The Rage and the Pride (La Rabbia e l'orgoglio) is a book released by Oriana Fallaci in 2001. The book accuses the West of being blind to the true threat of Islam, and was written in New York City in the weeks following the September 11 attacks. The controversial book became a bestseller, selling over one million copies in Italy and 500,000 in the rest of Europe, becoming number one on non-fiction bestseller lists in France and Germany.

==Content==
In the book, Fallaci likens Islam to a "mountain which in one thousand and four hundred years has not moved, has not risen from the abyss of its blindness, has not opened its doors to the conquests of civilization, has never wanted to know about freedom and democracy and progress. In short, has not changed."
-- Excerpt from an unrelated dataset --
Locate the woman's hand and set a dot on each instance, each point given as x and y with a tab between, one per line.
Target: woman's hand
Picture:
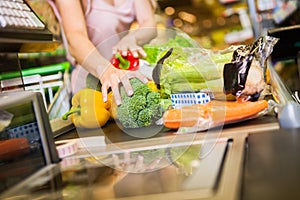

Fallaci translated both the French and the English versions herself.

==Reception==
In France, the Movement Against Racism and for Friendship Between People tried to get the book banned, but the request was rejected in court. In Italy, a booklet titled "Islam Punishes Oriana Fallaci", written by the president of the Italian Islamic Party, called for Muslims to "go and die with Fallaci." Fallaci consequently sued the author for slander and instigation to murder.

Christopher Caldwell described the book in Commentary magazine as "a philippic against Islamist terrorism and the cowardly Western elites who have permitted to blossom in their midst," that "for all her book's flaws, Fallaci is far more often right than wrong," and that "there can be no question that Fallaci is correct to say that some of the most extreme Islamist figures live in the West."

George Jonas, writing for UPI agreed with Caldwell, but criticised Fallaci's equation of Islamism with Islam. Jonas however wrote that Fallaci "is on solid grounds when she talks about Western elites. It's hard to disagree with her, for instance, that the statist bureaucracy emerging from Brussels and calling itself the European Union "is not Europe. It is the suicide of Europe."" He concluded that "when people of good taste and good judgment are afraid to speak up, they abandon the field to people of greater courage, if less taste and judgment. Enter Ms. Fallaci."

Fallaci herself attributed the success of her book to having put the finger on the nerve of Muslim immigration, "which grows and grows without inserting itself in our way of life, without accepting our way of life and, on the contrary, trying to impose on us its way of life," claiming that "people in Europe are so exasperated by the arrogance of most of these ‘invaders’ and being blackmailed with the unfair term ‘racist’ when they protest, that there was a kind of thirst for a book like this."

The book has retrospectively been considered one of Fallaci's books in the "Eurabia genre", being followed-up by The Force of Reason.